In response, Oklahoma regulators ordered the deepest injection wells within a 725-square-mile area of the epicenter to close. The order covers 37 of the state’s 3,200 active wells which must close within 10 days. (No wells in Osage County were included in the state’s order, as they are under federal jurisdiction.)
‘A holy mess’
Though the EPA issues permits for disposal wells, applications are submitted to the Osage Nation. The BIA, along with the EPA, regulates the injection wells and answers to an eight-member tribal body called the Osage Minerals Council. The council represents the tribe’s interests in mineral rights it owns, covering the entire 1.5-million-acre county.
Jackman, a petroleum geologist, said the BIA’s records on oil and gas operations in Osage County are “a holy mess.”
In 2014, a report by the Interior Department’s inspector general was highly critical of the BIA’s oversight of oil and gas drilling in Osage County, calling it “fundamentally flawed.”
The agency responded that it was taking steps to improve operations.
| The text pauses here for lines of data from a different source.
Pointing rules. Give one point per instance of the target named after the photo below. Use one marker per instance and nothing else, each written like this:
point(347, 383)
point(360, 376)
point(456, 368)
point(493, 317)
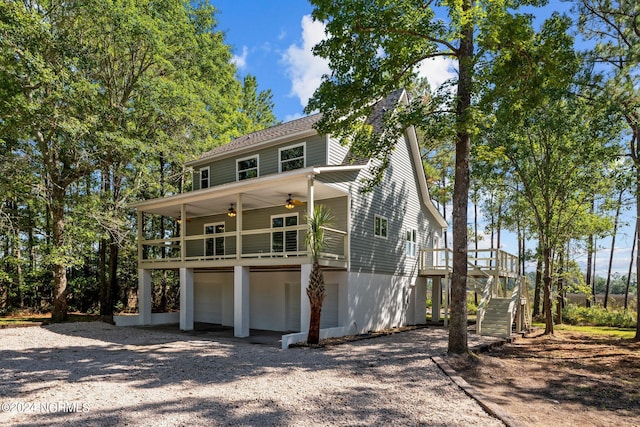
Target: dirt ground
point(570, 379)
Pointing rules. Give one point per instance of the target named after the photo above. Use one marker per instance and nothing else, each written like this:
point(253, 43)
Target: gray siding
point(398, 199)
point(223, 171)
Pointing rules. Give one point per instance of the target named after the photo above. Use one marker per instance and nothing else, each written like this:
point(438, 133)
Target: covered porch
point(256, 222)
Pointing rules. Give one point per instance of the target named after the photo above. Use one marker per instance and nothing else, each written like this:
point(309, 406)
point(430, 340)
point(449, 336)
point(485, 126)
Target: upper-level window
point(380, 226)
point(411, 240)
point(204, 177)
point(291, 157)
point(247, 167)
point(214, 246)
point(283, 237)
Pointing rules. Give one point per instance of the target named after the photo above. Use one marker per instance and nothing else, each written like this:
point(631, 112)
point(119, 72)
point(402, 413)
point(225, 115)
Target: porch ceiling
point(256, 193)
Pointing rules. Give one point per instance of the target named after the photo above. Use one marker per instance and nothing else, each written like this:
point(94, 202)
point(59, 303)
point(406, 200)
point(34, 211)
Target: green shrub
point(598, 316)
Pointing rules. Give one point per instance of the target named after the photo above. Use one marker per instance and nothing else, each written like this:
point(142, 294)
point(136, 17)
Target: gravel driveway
point(90, 374)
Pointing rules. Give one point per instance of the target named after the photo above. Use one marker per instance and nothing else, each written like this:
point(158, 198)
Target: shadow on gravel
point(150, 359)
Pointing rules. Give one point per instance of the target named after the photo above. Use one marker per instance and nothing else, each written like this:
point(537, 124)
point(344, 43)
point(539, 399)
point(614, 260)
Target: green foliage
point(598, 316)
point(102, 102)
point(315, 238)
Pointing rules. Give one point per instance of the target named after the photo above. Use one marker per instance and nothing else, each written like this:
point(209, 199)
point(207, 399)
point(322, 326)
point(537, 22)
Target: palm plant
point(315, 240)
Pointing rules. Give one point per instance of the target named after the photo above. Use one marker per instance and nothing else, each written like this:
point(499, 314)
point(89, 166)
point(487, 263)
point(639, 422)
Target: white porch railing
point(256, 244)
point(483, 260)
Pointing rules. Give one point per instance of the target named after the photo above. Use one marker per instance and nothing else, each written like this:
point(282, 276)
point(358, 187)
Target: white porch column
point(183, 232)
point(436, 292)
point(420, 302)
point(239, 226)
point(305, 307)
point(310, 195)
point(144, 296)
point(241, 305)
point(186, 299)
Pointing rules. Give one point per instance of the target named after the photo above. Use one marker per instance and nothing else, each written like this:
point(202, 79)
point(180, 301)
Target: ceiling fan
point(292, 203)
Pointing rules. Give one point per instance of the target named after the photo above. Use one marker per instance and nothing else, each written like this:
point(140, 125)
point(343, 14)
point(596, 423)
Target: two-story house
point(241, 252)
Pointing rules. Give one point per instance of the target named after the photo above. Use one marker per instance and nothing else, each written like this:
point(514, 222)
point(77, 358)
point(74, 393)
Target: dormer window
point(247, 168)
point(291, 157)
point(204, 177)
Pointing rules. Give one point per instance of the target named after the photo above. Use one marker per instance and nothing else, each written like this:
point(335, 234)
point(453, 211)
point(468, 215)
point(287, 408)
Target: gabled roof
point(265, 135)
point(304, 126)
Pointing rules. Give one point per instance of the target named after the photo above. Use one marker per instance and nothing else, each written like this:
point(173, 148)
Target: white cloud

Saturday’s earthquake panicked even seasoned residents in Oklahoma’s earthquake zone.
Mark Crismon’s home is about eight miles from the quake’s epicenter. For the past two years, Crismon has monitored a seismic station on his property as part of a research project by Oklahoma State University geology students.
After jumping off his porch when the quake struck, Crismon said he watched his house as he lay on the shaking ground, adding: “I didn’t think there was any way it was going to stand up.”
In his garage, jars of peaches, green beans and other fruits and vegetables crashed to the floor, shattering, he said. “The garage was full of pickle juice.”
Crismon said Tuesday that university researchers from Cornell are bringing hundreds of small seismometers into the area to track earthquake activity. He said officials with the Oklahoma Geological Survey and the USGS are also placing new seismometers in the area.
However, Crismon said closing wells after a large earthquake is akin to closing the barn door after the proverbial horse escapes. What the state should have done is ordered a moratorium throughout the large section of central Oklahoma impacted by earthquakes, which stretches from the Kansas border past Oklahoma City.
“The energy has already been released and it has traveled somewhere else,” said Crismon, a retired telephone systems executive.
According to data from the Oklahoma Geological Survey, 849 million barrels of wastewater were pumped into the ground in Oklahoma in 2009. That year, the USGS reported 20 earthquakes of 3.0 or higher.
In 2014, wastewater disposal had ballooned to 1.5 billion barrels and the number of earthquakes measuring 3.0 or higher totalled 581.
Last year, there were 907 earthquakes of that magnitude or higher in Oklahoma.